Rangers withstood Leeds's attempts to kill the fixture off and began to turn the tide with a quarter of an hour left as the previously under-employed Leeds keeper Tony Warner, on loan from, where else?, Fulham, suffered a lapse in concentration and spilled a Nick Cook cross. 17 year old target man Ray Jones, on for Czerkas, slipped as he tried to reach the fumble. The Superhoops brought on a second young striker in Shabazz Baidoo and within a couple of minutes another centre from the impressive Cook, who gave Leeds problems all night, led to the equaliser as Stephen Crainey capped a miserable evening shadowing Ainsworth by shoving him in the back for a penalty. Warner wandered away, apparently scouring his byline for smudges in the pitch markings before the referee brought him back to earth with a yellow card and Martin Rowlands despatched the kick smartly, low to the 'keeper's right. Waddock was relieved:
The players had a bit of belief. Especially after the game at Burnley, when we conceded the first goal our heads dropped and stuff like that so it was nice to bounce back tonight.
However, sixty seconds later the hard work was undone. Kelly put in a deep cross from the right, Stone helped it over a defender and Horsfield took a touch before steering it past the advancing Jones for 2-1.
We've just got ourselves back in the game and then within a minute or so Leeds go and score and we've done that a number of times in games last season as well. I was trying to get information on to the players to be solid for five or ten minutes and then - bang! - they scored.
But instead of folding, the jolt only brought out the best in Waddock's young side as Baidoo stretched the visitors' tired defence all over the place. Leeds could have clinched it themselves on the counter, but an ever better chance fell to Jones on his less favoured right foot. Sadly, he could only fire over. Another Jones effort was saved before Rangers finally grabbed a point in stoppage time.
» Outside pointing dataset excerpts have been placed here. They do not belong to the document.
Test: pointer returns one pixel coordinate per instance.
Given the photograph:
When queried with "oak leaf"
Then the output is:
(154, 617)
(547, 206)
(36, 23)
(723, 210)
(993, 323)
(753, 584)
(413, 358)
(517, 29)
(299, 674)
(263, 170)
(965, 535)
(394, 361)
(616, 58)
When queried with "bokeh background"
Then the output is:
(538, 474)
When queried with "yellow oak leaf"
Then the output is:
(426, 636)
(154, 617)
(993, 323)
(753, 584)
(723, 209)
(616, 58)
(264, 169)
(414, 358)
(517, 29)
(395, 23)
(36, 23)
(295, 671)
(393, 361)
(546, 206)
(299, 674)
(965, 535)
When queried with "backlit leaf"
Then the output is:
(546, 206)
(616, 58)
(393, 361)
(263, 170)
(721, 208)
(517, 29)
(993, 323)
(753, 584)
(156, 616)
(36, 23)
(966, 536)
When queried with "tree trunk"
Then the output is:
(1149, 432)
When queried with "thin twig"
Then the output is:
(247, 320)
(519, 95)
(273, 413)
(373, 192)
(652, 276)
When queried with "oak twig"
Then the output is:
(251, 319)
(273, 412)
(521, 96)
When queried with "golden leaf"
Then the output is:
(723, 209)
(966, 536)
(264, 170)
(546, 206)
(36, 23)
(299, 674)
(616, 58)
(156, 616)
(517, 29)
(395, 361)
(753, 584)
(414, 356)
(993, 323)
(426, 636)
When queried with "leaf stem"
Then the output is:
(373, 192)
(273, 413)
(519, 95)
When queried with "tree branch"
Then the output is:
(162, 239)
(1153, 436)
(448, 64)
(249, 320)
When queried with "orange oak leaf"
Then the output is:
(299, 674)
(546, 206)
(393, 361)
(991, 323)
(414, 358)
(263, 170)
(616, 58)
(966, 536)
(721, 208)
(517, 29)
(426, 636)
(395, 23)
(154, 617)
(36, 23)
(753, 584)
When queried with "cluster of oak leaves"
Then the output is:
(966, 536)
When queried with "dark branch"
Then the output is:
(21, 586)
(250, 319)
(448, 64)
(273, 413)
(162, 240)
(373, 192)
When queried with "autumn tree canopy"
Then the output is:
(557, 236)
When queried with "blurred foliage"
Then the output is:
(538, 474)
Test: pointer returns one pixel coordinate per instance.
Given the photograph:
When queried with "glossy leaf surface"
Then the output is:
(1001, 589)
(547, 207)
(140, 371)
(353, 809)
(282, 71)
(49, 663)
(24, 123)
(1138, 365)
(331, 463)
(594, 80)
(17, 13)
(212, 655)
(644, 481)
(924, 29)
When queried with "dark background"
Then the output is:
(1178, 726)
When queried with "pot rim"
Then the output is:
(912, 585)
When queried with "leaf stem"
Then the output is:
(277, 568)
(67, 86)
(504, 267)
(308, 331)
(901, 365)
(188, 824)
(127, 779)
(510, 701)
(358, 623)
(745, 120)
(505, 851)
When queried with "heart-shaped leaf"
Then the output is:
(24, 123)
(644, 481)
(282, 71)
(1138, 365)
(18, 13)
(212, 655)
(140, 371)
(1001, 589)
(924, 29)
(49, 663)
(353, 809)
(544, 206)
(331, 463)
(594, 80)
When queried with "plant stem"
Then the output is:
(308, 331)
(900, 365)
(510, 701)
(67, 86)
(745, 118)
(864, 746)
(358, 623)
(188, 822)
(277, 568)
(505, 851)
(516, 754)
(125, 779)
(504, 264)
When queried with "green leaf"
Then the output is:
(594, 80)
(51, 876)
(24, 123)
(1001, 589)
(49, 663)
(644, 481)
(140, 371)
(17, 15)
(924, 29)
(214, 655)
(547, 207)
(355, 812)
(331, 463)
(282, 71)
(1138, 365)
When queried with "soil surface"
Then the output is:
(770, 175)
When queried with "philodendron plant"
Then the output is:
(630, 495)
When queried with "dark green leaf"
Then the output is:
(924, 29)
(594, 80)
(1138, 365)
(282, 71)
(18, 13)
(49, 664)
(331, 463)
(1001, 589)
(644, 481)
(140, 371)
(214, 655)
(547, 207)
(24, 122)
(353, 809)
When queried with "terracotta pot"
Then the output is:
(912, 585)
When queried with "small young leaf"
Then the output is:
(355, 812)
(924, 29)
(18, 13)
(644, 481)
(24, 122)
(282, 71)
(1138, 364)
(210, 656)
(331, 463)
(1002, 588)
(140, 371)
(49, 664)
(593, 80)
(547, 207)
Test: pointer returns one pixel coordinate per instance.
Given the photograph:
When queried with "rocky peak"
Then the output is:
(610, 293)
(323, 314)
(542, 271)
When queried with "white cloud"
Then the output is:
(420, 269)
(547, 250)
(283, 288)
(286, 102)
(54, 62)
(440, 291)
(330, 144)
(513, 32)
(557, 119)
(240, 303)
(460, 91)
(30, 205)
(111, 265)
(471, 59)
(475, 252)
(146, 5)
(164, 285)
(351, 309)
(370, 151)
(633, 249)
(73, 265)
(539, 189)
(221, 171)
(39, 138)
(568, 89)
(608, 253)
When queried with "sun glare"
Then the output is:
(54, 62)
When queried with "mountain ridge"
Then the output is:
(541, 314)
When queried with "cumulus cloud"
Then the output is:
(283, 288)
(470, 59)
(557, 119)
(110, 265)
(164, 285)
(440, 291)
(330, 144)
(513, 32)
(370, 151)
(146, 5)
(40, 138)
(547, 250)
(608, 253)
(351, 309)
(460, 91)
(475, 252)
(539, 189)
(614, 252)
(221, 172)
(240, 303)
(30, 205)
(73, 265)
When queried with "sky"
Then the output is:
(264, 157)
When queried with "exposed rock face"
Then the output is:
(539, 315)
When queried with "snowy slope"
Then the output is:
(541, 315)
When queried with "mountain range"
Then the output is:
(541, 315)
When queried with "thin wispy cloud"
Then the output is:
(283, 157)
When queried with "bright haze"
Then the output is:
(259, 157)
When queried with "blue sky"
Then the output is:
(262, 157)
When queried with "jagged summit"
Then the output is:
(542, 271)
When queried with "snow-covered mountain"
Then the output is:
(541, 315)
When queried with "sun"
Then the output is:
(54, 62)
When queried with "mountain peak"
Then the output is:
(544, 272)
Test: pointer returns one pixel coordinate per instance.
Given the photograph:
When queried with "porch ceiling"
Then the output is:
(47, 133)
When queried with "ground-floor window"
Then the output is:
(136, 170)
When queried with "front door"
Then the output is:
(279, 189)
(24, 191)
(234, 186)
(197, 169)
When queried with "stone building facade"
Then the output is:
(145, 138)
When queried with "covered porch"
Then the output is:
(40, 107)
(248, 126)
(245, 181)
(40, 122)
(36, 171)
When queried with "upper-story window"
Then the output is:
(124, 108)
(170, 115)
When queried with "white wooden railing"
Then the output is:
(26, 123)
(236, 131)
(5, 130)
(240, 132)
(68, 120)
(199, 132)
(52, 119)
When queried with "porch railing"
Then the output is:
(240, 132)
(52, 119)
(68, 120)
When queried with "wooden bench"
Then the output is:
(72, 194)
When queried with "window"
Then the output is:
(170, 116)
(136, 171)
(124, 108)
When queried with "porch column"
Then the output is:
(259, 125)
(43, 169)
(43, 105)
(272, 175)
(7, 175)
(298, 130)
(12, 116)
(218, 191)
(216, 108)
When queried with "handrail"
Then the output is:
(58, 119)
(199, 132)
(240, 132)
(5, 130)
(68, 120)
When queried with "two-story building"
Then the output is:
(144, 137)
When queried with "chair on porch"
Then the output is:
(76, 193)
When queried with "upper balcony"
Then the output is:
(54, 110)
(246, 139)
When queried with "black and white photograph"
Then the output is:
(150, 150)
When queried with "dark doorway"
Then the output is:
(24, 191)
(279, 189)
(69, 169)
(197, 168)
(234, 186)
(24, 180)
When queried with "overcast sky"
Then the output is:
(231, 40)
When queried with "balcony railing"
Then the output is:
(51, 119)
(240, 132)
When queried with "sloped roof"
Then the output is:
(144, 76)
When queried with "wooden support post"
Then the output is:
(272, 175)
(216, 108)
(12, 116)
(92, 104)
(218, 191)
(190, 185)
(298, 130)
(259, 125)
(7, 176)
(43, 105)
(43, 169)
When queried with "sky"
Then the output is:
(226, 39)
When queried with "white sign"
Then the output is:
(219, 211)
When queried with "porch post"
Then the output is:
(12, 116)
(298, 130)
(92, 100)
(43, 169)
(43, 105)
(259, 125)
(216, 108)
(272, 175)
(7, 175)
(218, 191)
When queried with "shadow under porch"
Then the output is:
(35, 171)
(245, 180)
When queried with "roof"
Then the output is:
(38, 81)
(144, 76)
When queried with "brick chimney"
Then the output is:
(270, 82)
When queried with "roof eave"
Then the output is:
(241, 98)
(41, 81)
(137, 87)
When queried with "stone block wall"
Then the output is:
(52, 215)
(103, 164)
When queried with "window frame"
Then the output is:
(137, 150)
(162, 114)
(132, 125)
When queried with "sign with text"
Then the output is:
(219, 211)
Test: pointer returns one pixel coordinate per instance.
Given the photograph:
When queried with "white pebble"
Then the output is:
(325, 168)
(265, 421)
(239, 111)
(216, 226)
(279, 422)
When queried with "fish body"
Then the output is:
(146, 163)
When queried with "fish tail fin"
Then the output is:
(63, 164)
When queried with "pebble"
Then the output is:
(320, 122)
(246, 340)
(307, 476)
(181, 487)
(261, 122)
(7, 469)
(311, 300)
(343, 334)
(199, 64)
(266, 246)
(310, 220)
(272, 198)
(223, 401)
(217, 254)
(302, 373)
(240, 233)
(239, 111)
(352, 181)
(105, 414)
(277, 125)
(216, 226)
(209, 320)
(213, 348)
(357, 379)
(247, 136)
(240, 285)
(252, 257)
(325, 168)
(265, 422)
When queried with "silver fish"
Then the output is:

Cook's cross was too long, but Ainsworth refused to give it up and was allowed time to regain his footing before steering a pass along the byline for Baidoo to smash the ball in for QPR's second from inches in front of the near post.
Even then Jones had two more chances to win it, but one effort was weak and the other just wide. Waddock felt the fight back was no accident:
The last fifteen minutes or so our fitness levels showed. We worked really hard during pre-season and we were rewarded tonight with a point and maybe it should have been three... We're two games into a season. We've played Burnley away where we haven't won for, what, thirteen years? And we're playing against a side tonight, Leeds, who will be there or thereabouts and we've picked up a point. So, if people want to write us off, that's fine, but we know what we want to achieve within the football club and on tonight's performance and character and display and belief I think we'll be ok.
On Tuesday's evidence we're inclined to agree with him.